Sharon admits that when her own daughter, now 17 months, grows up, she might find it difficult not to be over-protective. "I'm not going to lie to her," she says.

"But when she's older I've got to let her go and make her own mistakes. God forbid anything will happen to her."

Crackdown on paedophiles

JIM GAMBLE, the boss of the new Child Exploitation And Online Protection Centre, says it will adopt a "range of new tactics" to crack down on paedophiles who use the internet to prey on youngsters.

"We will be targeting them in ways that we never have before, using joined-up intelligence processes that we have never had before," he said.

The new centre will for the first time bring together police, child protection specialists from children's charities, and experts from technology companies such as Microsoft together under one roof, combining this with global connections.

Methods the centre plans to use to crack down on child sex abuse include:

- Posting mugshots of abusers who have run away from supervision on the internet, so as to warn children and parents

- Using victim identification technology and analysing images to get a handle on where and when child pornography was made

- Linking in to the Virtual Global Taskforce, an international alliance of law enforcement agencies, to develop global reach

- Tracking financial transactions made by paedophiles in the same way as is common with organised crime. "If you book a trip to Cambodia, we're going to know," Mr Gamble said

- Running a 24-hour service to follow up reports of child sex offending, whether over the internet or not

- Developing educational materials aimed at helping children use the internet safely

Help at hand for youngsters

SEXUAL abuse of a child can have a devastating effect on the child itself - and on the parents, says Debra Radford, of the NSPCC, in York.

Just how much of an effect depends on who is doing the abusing - whether it is a parent, other family member, someone known to the family or a stranger - and how old the child is.
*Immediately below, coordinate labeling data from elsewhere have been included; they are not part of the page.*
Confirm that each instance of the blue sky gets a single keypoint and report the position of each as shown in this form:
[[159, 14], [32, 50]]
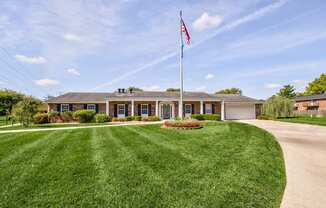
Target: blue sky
[[51, 47]]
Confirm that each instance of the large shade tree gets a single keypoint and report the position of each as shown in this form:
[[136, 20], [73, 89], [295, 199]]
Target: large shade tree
[[318, 86], [8, 98], [277, 106], [25, 109], [232, 90]]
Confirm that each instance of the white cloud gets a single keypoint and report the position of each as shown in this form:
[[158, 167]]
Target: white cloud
[[209, 76], [205, 21], [73, 72], [31, 60], [272, 86], [243, 20], [152, 88], [299, 82], [46, 82], [72, 37], [201, 88]]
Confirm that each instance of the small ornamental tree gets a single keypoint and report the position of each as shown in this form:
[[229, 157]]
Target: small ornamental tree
[[25, 110], [277, 107], [287, 91]]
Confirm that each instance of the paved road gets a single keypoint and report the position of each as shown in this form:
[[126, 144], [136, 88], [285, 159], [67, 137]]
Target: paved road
[[304, 148]]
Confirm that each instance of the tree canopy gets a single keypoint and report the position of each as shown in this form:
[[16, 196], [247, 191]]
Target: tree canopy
[[287, 91], [232, 90], [277, 107], [25, 109], [173, 90], [317, 86], [8, 98]]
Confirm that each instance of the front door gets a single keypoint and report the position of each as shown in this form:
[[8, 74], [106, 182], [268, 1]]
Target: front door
[[166, 111]]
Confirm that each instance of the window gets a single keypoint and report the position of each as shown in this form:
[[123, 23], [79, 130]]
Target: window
[[91, 107], [312, 108], [144, 109], [121, 109], [188, 109], [64, 107], [208, 109]]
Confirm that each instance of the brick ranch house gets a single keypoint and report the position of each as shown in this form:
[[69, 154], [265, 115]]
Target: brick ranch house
[[311, 104], [161, 104]]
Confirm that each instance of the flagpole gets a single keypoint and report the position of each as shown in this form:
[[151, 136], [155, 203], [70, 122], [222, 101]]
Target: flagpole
[[181, 70]]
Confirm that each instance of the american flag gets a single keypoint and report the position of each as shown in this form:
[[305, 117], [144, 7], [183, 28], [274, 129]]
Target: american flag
[[185, 31]]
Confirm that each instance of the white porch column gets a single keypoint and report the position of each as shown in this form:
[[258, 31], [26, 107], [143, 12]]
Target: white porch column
[[132, 108], [156, 109], [222, 110], [107, 107]]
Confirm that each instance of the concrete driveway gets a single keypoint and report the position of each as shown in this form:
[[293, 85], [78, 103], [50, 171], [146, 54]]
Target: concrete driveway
[[304, 148]]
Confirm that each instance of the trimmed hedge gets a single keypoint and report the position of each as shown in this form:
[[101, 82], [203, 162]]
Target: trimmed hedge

Typical symptoms of a child who is being abused can include sleep problems, nightmares, bed-wetting - and problems at school. "They might start not doing so well at school - or you do get children who do extremely well at school suddenly."
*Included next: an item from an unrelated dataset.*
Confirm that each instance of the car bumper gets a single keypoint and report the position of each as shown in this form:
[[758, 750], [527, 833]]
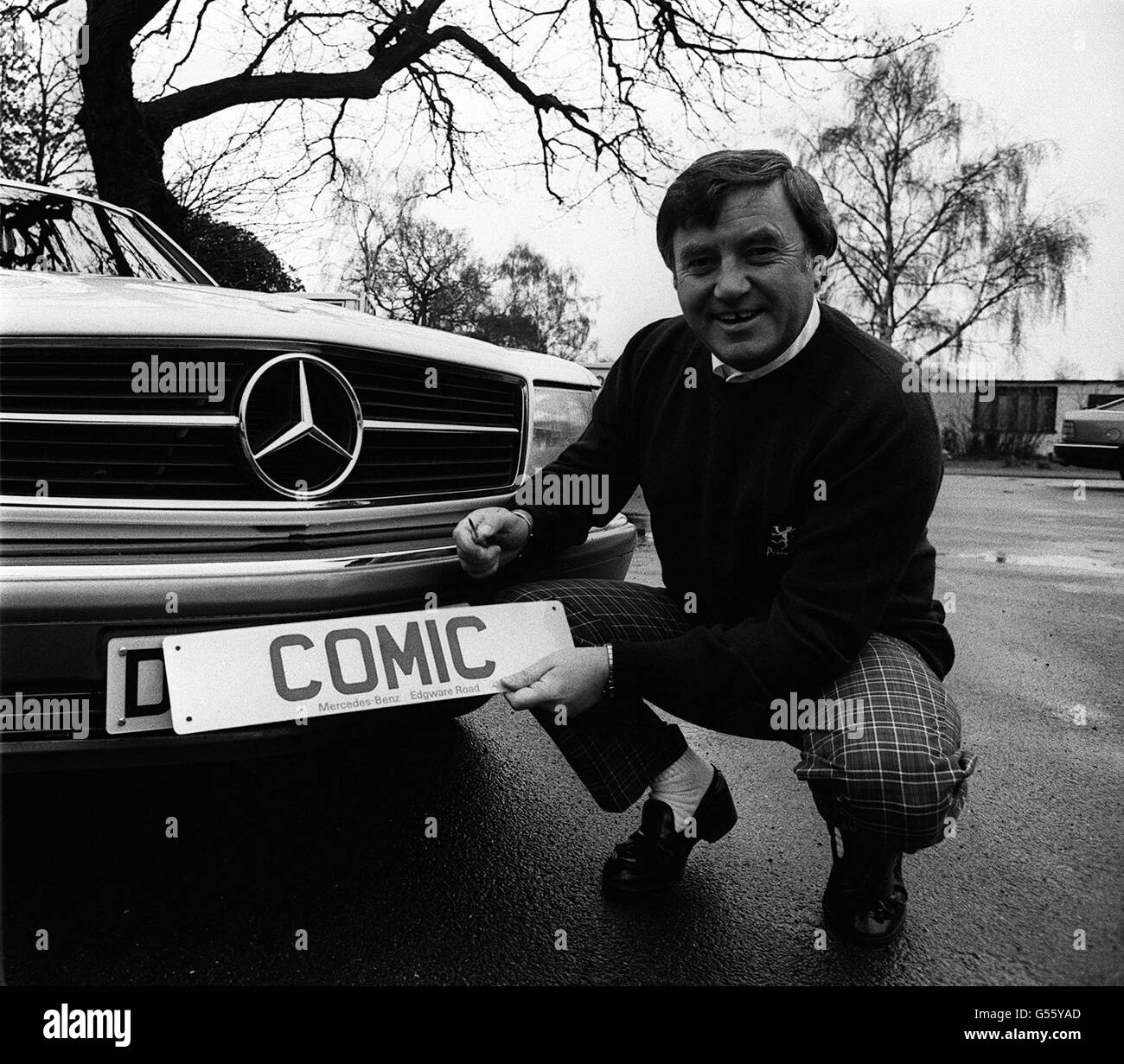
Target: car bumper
[[57, 618], [1090, 456]]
In the worst cases, a child can feel suicidal, Debra says.

The most important thing is that a child should be able to find someone they can talk to quickly. That can be difficult, especially if the abuser is a family member. Abusers also typically threaten a child. But there are people for children to turn to, Debra says. Schools have counsellors - and the NSPCC has a freephone Childline number, 0800 1111, which children can ring. There is also a confidential website - www.there4me.com - to which teenagers can turn for help.

The best thing parents can do, Debra says, is ensure they have a relationship with their children in which the child feels able to talk to them about anything.
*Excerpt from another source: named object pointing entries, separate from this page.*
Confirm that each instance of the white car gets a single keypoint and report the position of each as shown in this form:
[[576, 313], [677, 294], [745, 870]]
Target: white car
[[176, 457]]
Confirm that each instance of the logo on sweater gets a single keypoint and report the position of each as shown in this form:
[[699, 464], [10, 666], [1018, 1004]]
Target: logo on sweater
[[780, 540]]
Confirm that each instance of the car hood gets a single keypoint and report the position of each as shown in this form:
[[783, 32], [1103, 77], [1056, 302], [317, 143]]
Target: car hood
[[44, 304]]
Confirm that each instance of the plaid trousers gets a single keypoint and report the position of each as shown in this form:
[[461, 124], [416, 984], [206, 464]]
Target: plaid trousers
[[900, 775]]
As long as the child knows he or she is believed and loved, that can help.

Child sex abuse and the world-wide web

CHILD pornography is not a new phenomenon.

But the growth of the internet means that it is now much more widely available than a few years ago, Det Insp Jon Reed, of York CID, says.

It is not a victimless crime. For every photograph, there is a real, live victim, DI Reed says.

And anyone who looks at child pornography, on the internet or elsewhere, helps to fuel the trade in such images.

"Not only are those people doing it for their own sexual gratification, but there is also some profit to be made out of this," he says. "Anyone who looks at those images gives the people who profit from them a reason to carry on."

One of the most shocking aspects about Operation Ore, he adds, was that it revealed the full extent of the way in which the internet could be used to "groom" vulnerable young people.

Figures show up to eight million children and young people have access to the internet throughout the UK.

And parents have a responsibility to at least be aware of the way in which their children are using the internet, DI Reed says.

It is part of ordinary teenage behaviour not always to want to tell your parents what you are getting up to online, he accepts.

But the odd discreet question need not be overly intrusive.